Despite high-profile campaigns to encourage recycling and reduce plastic use, just 32% of all plastic is currently recycled. Concerns have also been raised regarding the volume of plastic packaging waste- equivalent to three and a half Olympic swimming pools’ worth of plastics every day- that is exported to other countries, where some has been found to end up being dumped or burnt rather than recycled.
- Euro 2020 final clean-up will cost ‘millions’ says waste collection expert; Research by BusinessWaste.co.uk has shown that the clean-up bill for Euro Final celebrations in England will end up costing millions of pounds. According to the waste collection expert, Sunday night alone, the evening of the tournament’s final, added over 1,000,000 extra empty beer bottles to waste collections.
- Karen Betts appointed FDF chief executive; Karen Betts – currently chief executive of the Scotch Whisky Association – is to be the new chief executive of the Food & Drink Federation, the FDF has announced. Betts has led the SWA since 2017. A lawyer by background, she previously had a two-decade career in the Foreign Office and Diplomatic Service, latterly as HM Ambassador to Morocco. She will succeed Ian Wright, who steps down at the end of 2021 after seven years in the role.
- Co-op launches Europe’s ‘most extensive’ recycling scheme for plastic bags, crisp packets and food wrappings; The Co-op has announced the launch of what it calls ‘Europe’s most extensive in-store recycling scheme’ for plastic bags and product wrapping.
The rollout of the scheme is aims to see the convenience retailer become first UK supermarket to have fully recyclable food packaging by the end of this month (July) and, help tackle the confusing postcode lottery of kerbside collections. Recycling units for ‘soft’ plastics will launch in 1,500 Co-op stores this month (July) and 2,300 stores by November.
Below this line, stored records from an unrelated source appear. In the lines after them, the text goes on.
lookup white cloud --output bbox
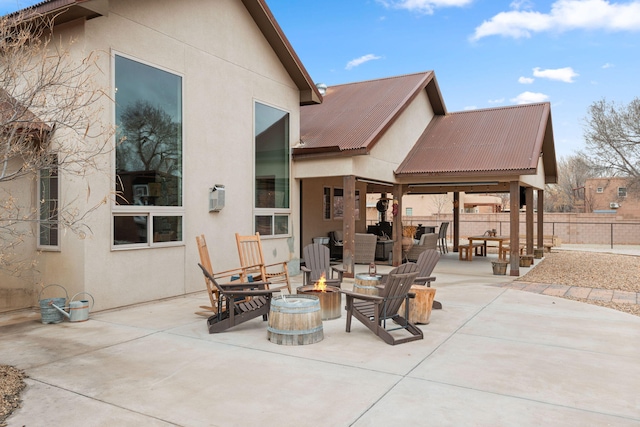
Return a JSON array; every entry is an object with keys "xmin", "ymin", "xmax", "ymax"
[
  {"xmin": 510, "ymin": 91, "xmax": 549, "ymax": 104},
  {"xmin": 344, "ymin": 53, "xmax": 382, "ymax": 70},
  {"xmin": 377, "ymin": 0, "xmax": 473, "ymax": 15},
  {"xmin": 471, "ymin": 0, "xmax": 640, "ymax": 41},
  {"xmin": 533, "ymin": 67, "xmax": 580, "ymax": 83}
]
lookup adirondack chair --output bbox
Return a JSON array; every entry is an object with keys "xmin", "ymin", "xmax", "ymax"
[
  {"xmin": 198, "ymin": 263, "xmax": 278, "ymax": 334},
  {"xmin": 341, "ymin": 264, "xmax": 424, "ymax": 345},
  {"xmin": 236, "ymin": 233, "xmax": 291, "ymax": 293},
  {"xmin": 300, "ymin": 243, "xmax": 345, "ymax": 288},
  {"xmin": 195, "ymin": 234, "xmax": 250, "ymax": 316},
  {"xmin": 414, "ymin": 249, "xmax": 442, "ymax": 310}
]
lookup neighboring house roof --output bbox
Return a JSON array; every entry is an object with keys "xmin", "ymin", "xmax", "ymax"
[
  {"xmin": 396, "ymin": 103, "xmax": 557, "ymax": 183},
  {"xmin": 5, "ymin": 0, "xmax": 322, "ymax": 105},
  {"xmin": 293, "ymin": 71, "xmax": 446, "ymax": 157}
]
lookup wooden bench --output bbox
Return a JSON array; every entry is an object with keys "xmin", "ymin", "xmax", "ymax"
[
  {"xmin": 498, "ymin": 245, "xmax": 525, "ymax": 260},
  {"xmin": 520, "ymin": 234, "xmax": 562, "ymax": 252},
  {"xmin": 458, "ymin": 243, "xmax": 471, "ymax": 261}
]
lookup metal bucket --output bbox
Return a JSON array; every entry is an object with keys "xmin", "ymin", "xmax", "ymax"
[
  {"xmin": 38, "ymin": 284, "xmax": 69, "ymax": 325},
  {"xmin": 69, "ymin": 292, "xmax": 95, "ymax": 322}
]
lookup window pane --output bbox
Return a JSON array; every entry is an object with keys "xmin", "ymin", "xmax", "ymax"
[
  {"xmin": 255, "ymin": 103, "xmax": 289, "ymax": 211},
  {"xmin": 322, "ymin": 187, "xmax": 331, "ymax": 219},
  {"xmin": 256, "ymin": 215, "xmax": 273, "ymax": 236},
  {"xmin": 115, "ymin": 56, "xmax": 182, "ymax": 206},
  {"xmin": 153, "ymin": 216, "xmax": 182, "ymax": 242},
  {"xmin": 274, "ymin": 215, "xmax": 289, "ymax": 234},
  {"xmin": 333, "ymin": 188, "xmax": 344, "ymax": 219},
  {"xmin": 113, "ymin": 215, "xmax": 149, "ymax": 245},
  {"xmin": 39, "ymin": 159, "xmax": 59, "ymax": 246}
]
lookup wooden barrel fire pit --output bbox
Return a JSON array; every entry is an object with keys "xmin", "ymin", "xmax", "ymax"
[
  {"xmin": 267, "ymin": 295, "xmax": 324, "ymax": 345},
  {"xmin": 353, "ymin": 273, "xmax": 382, "ymax": 295},
  {"xmin": 297, "ymin": 285, "xmax": 341, "ymax": 320}
]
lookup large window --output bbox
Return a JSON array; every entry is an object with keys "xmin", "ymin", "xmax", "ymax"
[
  {"xmin": 113, "ymin": 55, "xmax": 183, "ymax": 247},
  {"xmin": 255, "ymin": 102, "xmax": 291, "ymax": 236},
  {"xmin": 38, "ymin": 158, "xmax": 60, "ymax": 249}
]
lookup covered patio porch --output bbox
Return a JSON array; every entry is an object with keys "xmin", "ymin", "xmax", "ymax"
[{"xmin": 293, "ymin": 72, "xmax": 557, "ymax": 277}]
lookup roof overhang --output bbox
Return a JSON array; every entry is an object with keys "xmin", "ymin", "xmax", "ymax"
[
  {"xmin": 242, "ymin": 0, "xmax": 322, "ymax": 105},
  {"xmin": 9, "ymin": 0, "xmax": 322, "ymax": 105}
]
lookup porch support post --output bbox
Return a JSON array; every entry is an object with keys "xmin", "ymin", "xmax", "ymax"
[
  {"xmin": 509, "ymin": 181, "xmax": 520, "ymax": 276},
  {"xmin": 537, "ymin": 190, "xmax": 544, "ymax": 249},
  {"xmin": 391, "ymin": 184, "xmax": 403, "ymax": 267},
  {"xmin": 452, "ymin": 191, "xmax": 460, "ymax": 252},
  {"xmin": 525, "ymin": 187, "xmax": 533, "ymax": 255},
  {"xmin": 342, "ymin": 175, "xmax": 356, "ymax": 277}
]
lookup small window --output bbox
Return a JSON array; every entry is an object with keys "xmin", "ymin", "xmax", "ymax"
[
  {"xmin": 38, "ymin": 158, "xmax": 60, "ymax": 249},
  {"xmin": 333, "ymin": 188, "xmax": 344, "ymax": 219},
  {"xmin": 322, "ymin": 187, "xmax": 331, "ymax": 219}
]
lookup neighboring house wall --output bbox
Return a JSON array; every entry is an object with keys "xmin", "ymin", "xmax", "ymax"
[
  {"xmin": 2, "ymin": 0, "xmax": 300, "ymax": 310},
  {"xmin": 584, "ymin": 178, "xmax": 640, "ymax": 218}
]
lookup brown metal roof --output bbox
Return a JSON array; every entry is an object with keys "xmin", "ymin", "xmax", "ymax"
[
  {"xmin": 396, "ymin": 103, "xmax": 556, "ymax": 182},
  {"xmin": 293, "ymin": 71, "xmax": 446, "ymax": 157}
]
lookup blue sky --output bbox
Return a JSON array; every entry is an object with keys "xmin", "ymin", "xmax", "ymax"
[{"xmin": 0, "ymin": 0, "xmax": 640, "ymax": 156}]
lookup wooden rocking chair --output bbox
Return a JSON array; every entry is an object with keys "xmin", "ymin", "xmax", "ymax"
[
  {"xmin": 300, "ymin": 243, "xmax": 345, "ymax": 288},
  {"xmin": 198, "ymin": 263, "xmax": 277, "ymax": 334},
  {"xmin": 236, "ymin": 233, "xmax": 291, "ymax": 293},
  {"xmin": 341, "ymin": 264, "xmax": 424, "ymax": 345},
  {"xmin": 196, "ymin": 234, "xmax": 252, "ymax": 317}
]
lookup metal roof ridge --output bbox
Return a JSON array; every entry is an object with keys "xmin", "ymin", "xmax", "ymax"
[
  {"xmin": 320, "ymin": 70, "xmax": 434, "ymax": 88},
  {"xmin": 365, "ymin": 71, "xmax": 435, "ymax": 151},
  {"xmin": 448, "ymin": 102, "xmax": 551, "ymax": 115}
]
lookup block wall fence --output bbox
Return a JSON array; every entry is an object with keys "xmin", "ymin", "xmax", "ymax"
[{"xmin": 402, "ymin": 212, "xmax": 640, "ymax": 245}]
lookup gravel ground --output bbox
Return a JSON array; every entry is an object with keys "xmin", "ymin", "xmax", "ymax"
[
  {"xmin": 0, "ymin": 251, "xmax": 640, "ymax": 427},
  {"xmin": 0, "ymin": 365, "xmax": 26, "ymax": 427},
  {"xmin": 516, "ymin": 251, "xmax": 640, "ymax": 316}
]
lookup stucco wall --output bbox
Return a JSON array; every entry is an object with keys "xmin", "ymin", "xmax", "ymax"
[{"xmin": 5, "ymin": 0, "xmax": 300, "ymax": 310}]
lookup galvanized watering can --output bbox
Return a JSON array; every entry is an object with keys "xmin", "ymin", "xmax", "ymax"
[
  {"xmin": 50, "ymin": 292, "xmax": 95, "ymax": 322},
  {"xmin": 38, "ymin": 285, "xmax": 69, "ymax": 324}
]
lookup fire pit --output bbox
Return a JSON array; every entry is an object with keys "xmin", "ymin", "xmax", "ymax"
[{"xmin": 297, "ymin": 275, "xmax": 342, "ymax": 320}]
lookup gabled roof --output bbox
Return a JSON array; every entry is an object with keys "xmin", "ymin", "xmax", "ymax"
[
  {"xmin": 293, "ymin": 71, "xmax": 446, "ymax": 157},
  {"xmin": 6, "ymin": 0, "xmax": 322, "ymax": 105},
  {"xmin": 396, "ymin": 103, "xmax": 557, "ymax": 183}
]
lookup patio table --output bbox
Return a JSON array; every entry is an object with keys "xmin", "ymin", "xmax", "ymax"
[{"xmin": 468, "ymin": 235, "xmax": 509, "ymax": 261}]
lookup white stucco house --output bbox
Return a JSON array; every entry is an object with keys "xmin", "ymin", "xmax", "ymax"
[
  {"xmin": 0, "ymin": 0, "xmax": 321, "ymax": 311},
  {"xmin": 0, "ymin": 0, "xmax": 557, "ymax": 312}
]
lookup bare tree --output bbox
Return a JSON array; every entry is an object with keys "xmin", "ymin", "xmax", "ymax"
[
  {"xmin": 584, "ymin": 98, "xmax": 640, "ymax": 187},
  {"xmin": 544, "ymin": 154, "xmax": 597, "ymax": 212},
  {"xmin": 0, "ymin": 14, "xmax": 112, "ymax": 273}
]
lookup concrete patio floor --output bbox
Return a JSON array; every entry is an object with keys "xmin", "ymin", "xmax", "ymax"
[{"xmin": 0, "ymin": 253, "xmax": 640, "ymax": 426}]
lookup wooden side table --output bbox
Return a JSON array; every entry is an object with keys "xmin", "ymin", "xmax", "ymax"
[{"xmin": 399, "ymin": 285, "xmax": 436, "ymax": 325}]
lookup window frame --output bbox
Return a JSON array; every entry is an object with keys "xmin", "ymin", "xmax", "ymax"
[
  {"xmin": 252, "ymin": 98, "xmax": 293, "ymax": 239},
  {"xmin": 109, "ymin": 50, "xmax": 187, "ymax": 251},
  {"xmin": 36, "ymin": 155, "xmax": 62, "ymax": 252}
]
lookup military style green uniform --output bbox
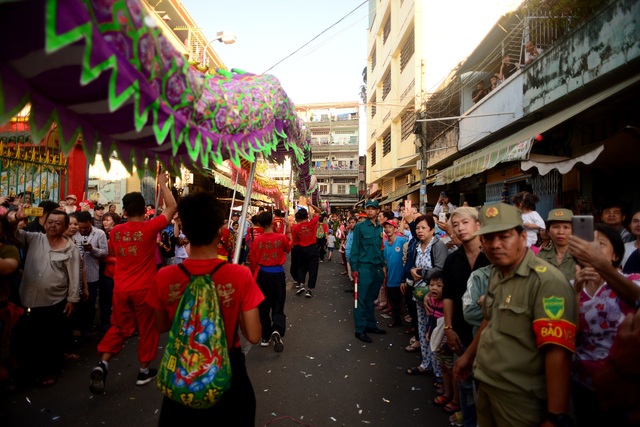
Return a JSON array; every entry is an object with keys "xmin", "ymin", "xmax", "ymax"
[
  {"xmin": 538, "ymin": 209, "xmax": 576, "ymax": 280},
  {"xmin": 474, "ymin": 250, "xmax": 576, "ymax": 426},
  {"xmin": 349, "ymin": 202, "xmax": 385, "ymax": 334},
  {"xmin": 473, "ymin": 204, "xmax": 577, "ymax": 427},
  {"xmin": 538, "ymin": 245, "xmax": 576, "ymax": 280}
]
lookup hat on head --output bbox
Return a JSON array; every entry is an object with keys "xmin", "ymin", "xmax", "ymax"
[
  {"xmin": 473, "ymin": 203, "xmax": 522, "ymax": 236},
  {"xmin": 364, "ymin": 199, "xmax": 380, "ymax": 209},
  {"xmin": 382, "ymin": 219, "xmax": 398, "ymax": 228},
  {"xmin": 547, "ymin": 209, "xmax": 573, "ymax": 222}
]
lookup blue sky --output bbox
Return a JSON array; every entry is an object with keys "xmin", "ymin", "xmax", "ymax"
[{"xmin": 182, "ymin": 0, "xmax": 368, "ymax": 104}]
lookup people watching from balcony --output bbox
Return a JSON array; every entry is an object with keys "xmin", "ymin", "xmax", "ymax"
[
  {"xmin": 471, "ymin": 80, "xmax": 489, "ymax": 103},
  {"xmin": 500, "ymin": 54, "xmax": 518, "ymax": 83},
  {"xmin": 524, "ymin": 40, "xmax": 542, "ymax": 65}
]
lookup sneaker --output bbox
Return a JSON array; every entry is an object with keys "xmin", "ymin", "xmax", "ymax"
[
  {"xmin": 271, "ymin": 331, "xmax": 284, "ymax": 353},
  {"xmin": 89, "ymin": 362, "xmax": 107, "ymax": 394},
  {"xmin": 449, "ymin": 411, "xmax": 462, "ymax": 426},
  {"xmin": 136, "ymin": 368, "xmax": 158, "ymax": 385}
]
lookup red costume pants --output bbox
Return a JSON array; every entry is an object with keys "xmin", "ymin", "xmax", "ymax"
[{"xmin": 98, "ymin": 289, "xmax": 160, "ymax": 363}]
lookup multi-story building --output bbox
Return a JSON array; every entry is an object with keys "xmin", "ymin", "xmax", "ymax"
[
  {"xmin": 420, "ymin": 0, "xmax": 640, "ymax": 217},
  {"xmin": 366, "ymin": 0, "xmax": 424, "ymax": 212},
  {"xmin": 296, "ymin": 102, "xmax": 363, "ymax": 212}
]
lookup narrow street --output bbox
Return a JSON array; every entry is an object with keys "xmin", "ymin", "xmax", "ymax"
[{"xmin": 0, "ymin": 260, "xmax": 450, "ymax": 427}]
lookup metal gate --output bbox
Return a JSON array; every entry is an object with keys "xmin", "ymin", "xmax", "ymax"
[{"xmin": 0, "ymin": 122, "xmax": 67, "ymax": 205}]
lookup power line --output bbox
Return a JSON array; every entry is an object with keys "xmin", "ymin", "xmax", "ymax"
[{"xmin": 262, "ymin": 0, "xmax": 368, "ymax": 74}]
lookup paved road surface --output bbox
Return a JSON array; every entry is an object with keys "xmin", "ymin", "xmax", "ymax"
[{"xmin": 0, "ymin": 262, "xmax": 450, "ymax": 427}]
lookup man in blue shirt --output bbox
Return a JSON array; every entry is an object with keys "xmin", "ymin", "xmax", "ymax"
[
  {"xmin": 383, "ymin": 219, "xmax": 407, "ymax": 328},
  {"xmin": 350, "ymin": 199, "xmax": 387, "ymax": 343}
]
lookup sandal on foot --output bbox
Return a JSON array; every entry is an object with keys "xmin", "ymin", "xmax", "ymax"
[
  {"xmin": 433, "ymin": 394, "xmax": 451, "ymax": 406},
  {"xmin": 405, "ymin": 366, "xmax": 429, "ymax": 375},
  {"xmin": 442, "ymin": 402, "xmax": 460, "ymax": 415},
  {"xmin": 40, "ymin": 375, "xmax": 56, "ymax": 387},
  {"xmin": 404, "ymin": 344, "xmax": 420, "ymax": 353}
]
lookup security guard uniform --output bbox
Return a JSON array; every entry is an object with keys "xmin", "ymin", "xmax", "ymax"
[
  {"xmin": 538, "ymin": 209, "xmax": 576, "ymax": 280},
  {"xmin": 473, "ymin": 203, "xmax": 577, "ymax": 427},
  {"xmin": 349, "ymin": 200, "xmax": 385, "ymax": 334}
]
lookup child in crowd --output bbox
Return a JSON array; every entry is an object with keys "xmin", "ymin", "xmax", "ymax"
[
  {"xmin": 424, "ymin": 270, "xmax": 460, "ymax": 414},
  {"xmin": 327, "ymin": 229, "xmax": 336, "ymax": 261}
]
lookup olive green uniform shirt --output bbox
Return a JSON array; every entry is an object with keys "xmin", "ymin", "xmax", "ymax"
[
  {"xmin": 473, "ymin": 249, "xmax": 577, "ymax": 400},
  {"xmin": 349, "ymin": 219, "xmax": 385, "ymax": 271},
  {"xmin": 538, "ymin": 245, "xmax": 576, "ymax": 280}
]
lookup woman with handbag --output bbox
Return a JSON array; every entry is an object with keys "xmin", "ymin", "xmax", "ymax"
[{"xmin": 400, "ymin": 214, "xmax": 448, "ymax": 377}]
- LARAC calls for ‘freedom’ over collection systems; The Local Authority Recycling Advisory Committee (LARAC) has voiced concerns about the “potentially prescriptive nature” of the government proposals for collection systems. The Department for Environment, Food and Rural Affairs (Defra) wants local authorities to collect recyclable waste streams separately from each other and residual waste, claiming this results in “higher quality” and higher prices on secondary materials markets.
- Pow pushes kerbside route for cartons, not DRS; Recycling minister Rebecca Pow has reiterated that drinks cartons are unlikely to be included within the remit of Defra’s proposed deposit return scheme (DRS). Her comments came in response to a written Parliamentary questions from Conservative MP for High Wycombe, Steve Baker. He asked George Eustice, Secretary of State for Environment, Food and Rural Affairs, what assessment his department has made of the implications for its policies of studies and trials undertaken in other countries which examine the feasibility of including carton packages in Deposit Return Schemes.
- BEIS minister visits Encirc as its decarbonising strategy boosts jobs; Encirc has announced its firm commitment to decarbonising by the middle of this decade, using hydrogen in its furnaces to create billions of ultra-low-carbon glass bottles. The glass giant said the availability of hydrogen will enable the further expansion of its Elton facility, leading to the creation of at least 200 jobs, while futureproofing existing roles.